In a search to identify signaling proteins which may bridge the gap between Bcl10 and IKKgamma , we decided to test the possible involvement of MALT1. MALT1 is a newly discovered protein of unknown function which contains a C-terminal caspase-like domain, including the universally conserved cysteine-histidine catalytic diad (11-13). The MALT1 gene was recently demonstrated to be the target of the recurrent t(11;18) (q21;q21) seen in a subset of MALT lymphomas. We therefore wondered whether the seemingly disparate translocations which target Bcl10 and MALT1 might, in fact, influence the same signaling pathway. To test for an interaction between Bcl10 and MALT1, we again performed co-immunoprecipitation experiments using Myc-tagged Bcl10 and HA-tagged MALT1. When co-expressed in 293T cells, MALT1 bound to Bcl10 but not to a series of other proteins involved in NF-kappa B signaling (Fig. 2B). Quantitative immunoprecipitation experiments demonstrated that the interaction is remarkably strong, with more than 20% of expressed MALT1 being co-immunoprecipitated in experiments where direct immunoprecipitation of Myc-Bcl10 is less than 50% efficient.2 These results indicate that Bcl10 and MALT1 form a tight and specific complex when co-expressed in cells.

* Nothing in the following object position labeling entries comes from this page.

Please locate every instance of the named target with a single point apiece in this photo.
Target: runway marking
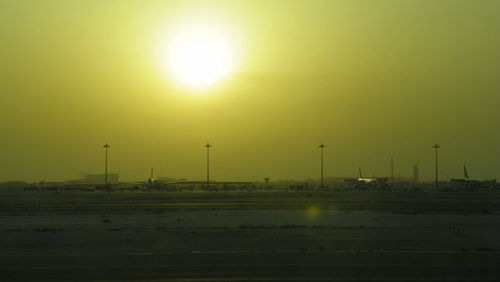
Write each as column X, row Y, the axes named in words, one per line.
column 438, row 252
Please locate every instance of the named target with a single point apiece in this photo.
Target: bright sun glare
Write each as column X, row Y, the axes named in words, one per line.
column 199, row 57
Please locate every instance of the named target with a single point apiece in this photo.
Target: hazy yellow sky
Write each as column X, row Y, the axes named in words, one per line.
column 371, row 79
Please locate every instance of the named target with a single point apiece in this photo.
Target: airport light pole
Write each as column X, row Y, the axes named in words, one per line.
column 436, row 147
column 322, row 147
column 392, row 169
column 106, row 147
column 208, row 146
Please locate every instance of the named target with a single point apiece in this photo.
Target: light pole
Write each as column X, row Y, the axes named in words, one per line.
column 436, row 147
column 321, row 147
column 106, row 146
column 392, row 169
column 208, row 146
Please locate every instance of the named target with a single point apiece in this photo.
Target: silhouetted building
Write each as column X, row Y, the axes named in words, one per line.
column 97, row 178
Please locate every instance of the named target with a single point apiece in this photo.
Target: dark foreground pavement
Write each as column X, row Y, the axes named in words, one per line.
column 248, row 266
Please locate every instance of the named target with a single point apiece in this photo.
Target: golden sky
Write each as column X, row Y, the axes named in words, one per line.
column 370, row 79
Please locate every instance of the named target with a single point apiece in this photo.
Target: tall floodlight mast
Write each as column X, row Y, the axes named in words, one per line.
column 208, row 146
column 322, row 147
column 437, row 175
column 106, row 147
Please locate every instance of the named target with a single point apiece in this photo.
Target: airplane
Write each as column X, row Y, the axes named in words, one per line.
column 473, row 184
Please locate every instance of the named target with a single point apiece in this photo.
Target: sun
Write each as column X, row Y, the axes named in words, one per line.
column 199, row 57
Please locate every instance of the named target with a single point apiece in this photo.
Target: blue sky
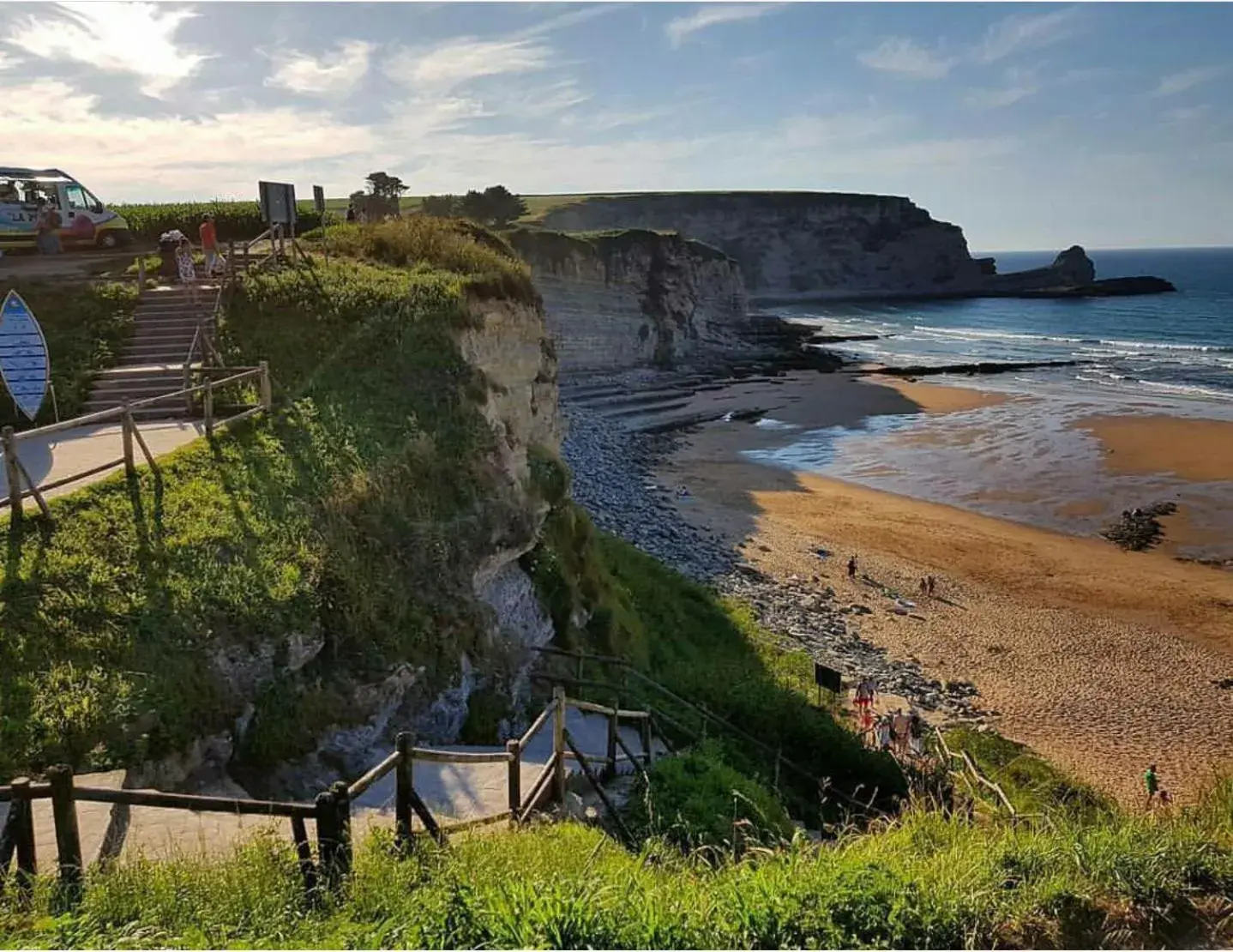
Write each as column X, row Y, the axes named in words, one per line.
column 1030, row 124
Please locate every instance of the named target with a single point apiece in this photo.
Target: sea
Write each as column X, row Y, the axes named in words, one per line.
column 1030, row 458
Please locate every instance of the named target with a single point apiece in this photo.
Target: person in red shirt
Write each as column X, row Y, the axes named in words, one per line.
column 208, row 243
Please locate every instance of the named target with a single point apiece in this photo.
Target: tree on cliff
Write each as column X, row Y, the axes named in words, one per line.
column 496, row 206
column 441, row 206
column 388, row 186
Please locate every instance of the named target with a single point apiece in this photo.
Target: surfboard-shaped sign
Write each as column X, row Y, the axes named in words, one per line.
column 25, row 364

Bcl10 and MALT1 Synergize in the Activation of NF-kappa B-- To explore the functional consequence of the interaction between Bcl10 and MALT1, we tested whether MALT1 influences Bcl10-responsive NF-kappa B activation. In a dose-dependent manner, expression of Bcl10 alone resulted in NF-kappa B activation; a maximal level of ~35-fold induction was achieved with 75 ng of transfected expression plasmid (Fig. 3A). In contrast, transfection of up to 500 ng of MALT1 expression plasmid had absolutely no effect on NF-kappa B (Fig. 3E). However, when MALT1 was co-expressed with Bcl10, there was a remarkable synergy, with close to 150-fold induction of NF-kappa B achieved when maximal levels of Bcl10 were used (Fig. 3A). The effect of MALT1 was specific for Bcl10-responsive NF-kappa B activation, as a similar dose-response study showed no influence of MALT1 on RICK activity (Fig. 3B). Western blotting confirmed that neither Bcl10 nor RICK expression levels were affected by co-expression of MALT1, indicating that MALT1 was specifically influencing the function of the Bcl10 signaling pathway (Fig. 3, C and D). Further specificity was demonstrated by testing the affect of MALT1 on either low or high levels of co-expressed IKK-i, TBK-1/NAC, and TNFR1 (Fig. 3, E and F). In all cases, MALT1 had no significant effect on the level of NF-kappa B induction achieved with these signaling proteins.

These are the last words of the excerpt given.